The Trumpet Sounds Again


Even as Washington wrote these forceful words, he must have foreseen the likelihood of a personally disturbing result: the possibility that he might be called upon to save the nation he had done so much to bring to life. His fears were not long in being realized. Madison’s next letter contained the news that Virginia would probably be the first state to appoint a delegation and that “it has been thought advisable to give this subject a very solemn dress and all the weight that could be derived from a single State.” The legislature had therefore placed Washington’s name at the head of their delegation. Whether Washington ought in the end to accept the post, Madison added soothingly, did not require immediate decision.

To the suggestions he had been receiving that he toss himself into the current crisis by personally going to Massachusetts and stilling the rebellion with his influence, Washington had a sound answer and one that allowed him to remain amid his fields and flocks: “Influence,” he wrote, “is no Government.” If the insurgents had legitimate grievances, either redress them or, if that were impossible, acknowledge the justice of the complaints (as he himself had often successfully done with the army) and explain why no remedy was immediately at hand. If the insurgents did not have legitimate grievances, “employ the force of government against them at once.” Should the force prove inadequate, “ all will be convinced that the superstructure is bad, or wants support.”

The request that he commit his prestige and abilities to the proposed convention menaced more severely his deep-laid plans “to view the solitary walk and tread the paths of private life … until I sleep with my fathers.” Washington was (or had been before Shays’ Rebellion) happier than in any previous period of his life. And he had no faith in the assurances he was being given that he could, after attending the convention, return uncommitted to Mount Vernon. Should he go, he would become again, as he had been during the Revolution, the standard-bearer of a vexed cause, to fall with its failure or be exalted with its success.
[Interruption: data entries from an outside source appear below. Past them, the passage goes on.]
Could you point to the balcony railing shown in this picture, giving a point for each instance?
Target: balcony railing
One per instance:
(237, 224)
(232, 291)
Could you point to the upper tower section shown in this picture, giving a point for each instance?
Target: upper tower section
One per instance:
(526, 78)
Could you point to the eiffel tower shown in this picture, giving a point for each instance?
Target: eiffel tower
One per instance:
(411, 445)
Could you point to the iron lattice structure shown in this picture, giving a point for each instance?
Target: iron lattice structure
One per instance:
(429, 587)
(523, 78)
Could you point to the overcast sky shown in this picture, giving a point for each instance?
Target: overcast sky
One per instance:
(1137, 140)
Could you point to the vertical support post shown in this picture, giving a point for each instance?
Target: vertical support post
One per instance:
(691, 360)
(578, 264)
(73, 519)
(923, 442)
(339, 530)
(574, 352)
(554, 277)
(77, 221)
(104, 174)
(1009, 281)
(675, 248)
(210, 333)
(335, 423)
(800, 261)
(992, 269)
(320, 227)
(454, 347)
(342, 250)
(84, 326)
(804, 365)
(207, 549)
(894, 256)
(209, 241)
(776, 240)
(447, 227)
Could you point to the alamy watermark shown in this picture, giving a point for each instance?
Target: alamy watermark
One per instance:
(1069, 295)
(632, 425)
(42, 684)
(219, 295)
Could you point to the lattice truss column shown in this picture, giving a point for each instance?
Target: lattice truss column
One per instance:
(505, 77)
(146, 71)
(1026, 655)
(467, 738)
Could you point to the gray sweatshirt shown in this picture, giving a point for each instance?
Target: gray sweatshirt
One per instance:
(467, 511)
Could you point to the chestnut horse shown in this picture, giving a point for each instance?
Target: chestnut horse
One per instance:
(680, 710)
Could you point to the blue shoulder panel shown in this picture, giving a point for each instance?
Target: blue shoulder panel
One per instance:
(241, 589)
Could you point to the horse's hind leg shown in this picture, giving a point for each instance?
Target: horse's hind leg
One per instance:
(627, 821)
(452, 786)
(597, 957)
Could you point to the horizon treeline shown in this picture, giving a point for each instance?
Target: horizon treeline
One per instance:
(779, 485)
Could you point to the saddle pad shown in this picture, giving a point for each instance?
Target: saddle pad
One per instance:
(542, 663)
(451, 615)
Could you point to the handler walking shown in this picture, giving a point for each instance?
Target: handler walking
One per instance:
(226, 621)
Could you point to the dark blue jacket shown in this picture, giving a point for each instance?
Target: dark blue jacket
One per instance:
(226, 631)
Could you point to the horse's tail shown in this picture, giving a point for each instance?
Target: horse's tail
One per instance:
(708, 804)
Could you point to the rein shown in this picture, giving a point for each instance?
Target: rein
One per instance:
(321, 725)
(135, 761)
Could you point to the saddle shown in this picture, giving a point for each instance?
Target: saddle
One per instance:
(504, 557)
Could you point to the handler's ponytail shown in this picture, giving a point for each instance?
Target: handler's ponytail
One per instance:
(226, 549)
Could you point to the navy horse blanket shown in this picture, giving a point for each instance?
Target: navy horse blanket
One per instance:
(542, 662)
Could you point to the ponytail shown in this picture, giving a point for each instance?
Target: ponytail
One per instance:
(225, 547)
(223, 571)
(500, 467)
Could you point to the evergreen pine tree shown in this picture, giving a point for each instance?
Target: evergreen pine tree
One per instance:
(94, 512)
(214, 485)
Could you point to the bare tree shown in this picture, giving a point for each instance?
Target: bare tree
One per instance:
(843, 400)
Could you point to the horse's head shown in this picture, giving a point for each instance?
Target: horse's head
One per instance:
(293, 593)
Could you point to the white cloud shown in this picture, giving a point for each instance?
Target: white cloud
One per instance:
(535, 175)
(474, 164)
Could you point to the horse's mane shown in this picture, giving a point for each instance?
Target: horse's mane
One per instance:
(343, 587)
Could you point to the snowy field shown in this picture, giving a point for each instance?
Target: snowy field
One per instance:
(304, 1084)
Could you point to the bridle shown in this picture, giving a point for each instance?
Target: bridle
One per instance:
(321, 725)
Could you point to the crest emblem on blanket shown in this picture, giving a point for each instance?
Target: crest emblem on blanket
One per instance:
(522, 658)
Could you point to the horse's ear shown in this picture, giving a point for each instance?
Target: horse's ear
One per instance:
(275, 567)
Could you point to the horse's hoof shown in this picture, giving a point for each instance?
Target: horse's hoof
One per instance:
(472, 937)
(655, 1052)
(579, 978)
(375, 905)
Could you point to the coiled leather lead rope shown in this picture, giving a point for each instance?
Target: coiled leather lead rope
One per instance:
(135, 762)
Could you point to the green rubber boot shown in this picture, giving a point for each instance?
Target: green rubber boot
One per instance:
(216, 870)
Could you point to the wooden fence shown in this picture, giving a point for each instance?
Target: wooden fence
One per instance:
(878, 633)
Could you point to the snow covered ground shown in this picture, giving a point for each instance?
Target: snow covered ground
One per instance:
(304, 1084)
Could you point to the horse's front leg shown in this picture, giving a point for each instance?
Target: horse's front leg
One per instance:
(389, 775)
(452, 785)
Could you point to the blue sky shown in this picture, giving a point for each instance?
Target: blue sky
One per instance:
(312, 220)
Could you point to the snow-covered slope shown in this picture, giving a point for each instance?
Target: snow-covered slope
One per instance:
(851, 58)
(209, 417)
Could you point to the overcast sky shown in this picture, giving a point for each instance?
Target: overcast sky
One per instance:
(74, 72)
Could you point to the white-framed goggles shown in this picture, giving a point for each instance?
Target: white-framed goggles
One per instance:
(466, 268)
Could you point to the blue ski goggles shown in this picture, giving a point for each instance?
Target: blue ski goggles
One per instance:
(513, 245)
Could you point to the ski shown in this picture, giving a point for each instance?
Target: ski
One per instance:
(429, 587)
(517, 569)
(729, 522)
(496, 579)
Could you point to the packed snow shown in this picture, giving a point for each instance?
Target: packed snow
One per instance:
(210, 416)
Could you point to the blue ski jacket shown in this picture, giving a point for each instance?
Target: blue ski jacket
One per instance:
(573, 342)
If the convention failed, the failure would tarnish the shining image which was reflected in the eyes of neighbors and strangers, and which was the great reward he had won with his previous labors. If the convention succeeded, the success would mean—how could he doubt it?—demands for further service to strengthen the government he would have helped to create.

Washington’s immediate reply was that he could not attend the federal convention “with any degree of consistency” because the convention of the Cincinnati, which he had announced he would not attend, would be meeting in Philadelphia at almost the same time. He could not appear at one and not the other “without giving offence to a worthy and respectable part of the American community, the late Officers of the American army.” However, he did not slam the door. As he put it to the governor of Virginia, Edmund Randolph, “… it would be disingenuous not to express a wish that some other character, on whom greater reliance can be had, may be substituted in my place; the probability of my non-attendance being too great to continue my appointment.”


Washington’s perturbation about his own future course undoubtedly mingled with his perturbation about Shays’ Rebellion to raise his anxiety to the fever pitch and led him to write, “What, gracious God, is man! that there should be such inconsistency and perfidiousness in his conduct?” He wondered whether General Nathanael Greene, who had recently died, was not lucky to be dead rather than live to see such times. He held the newspapers that came to Mount Vernon with trembling hands, commenting that they “please one hour, only to make the moments of the next more bitter.”

To put down the rebellion, Massachusetts called out the militia under the command of Benjamin Lincoln, a general Washington himself had trained. There not being money in the treasury, rich citizens subscribed the cost. Lincoln marched, the Shaysites fled, and, with almost no fighting, the insurrection ended.

Although Washington was puzzled as to how a revolt which had been made to sound so ominous could have been extinguished “with so little bloodshed,” his anxiety was not eased. As long as the weakness of the government remained unremedied, the country lay vulnerable to another less controllable insurrection. Might it not, indeed, have been a misfortune that this premonitory disturbance had been stilled before the need for major reforms had been made clear to all? “I believe,” Washington wrote, “that the political machine will yet be much tumbled and tossed, and possibly wrecked altogether,” before the people would agree to such a strong central power as the partisans of the coming convention wished to establish. There were times when he wondered whether wisdom did not urge postponing the convention until there was more hope that it could succeed. Or perhaps the idea should be completely abandoned.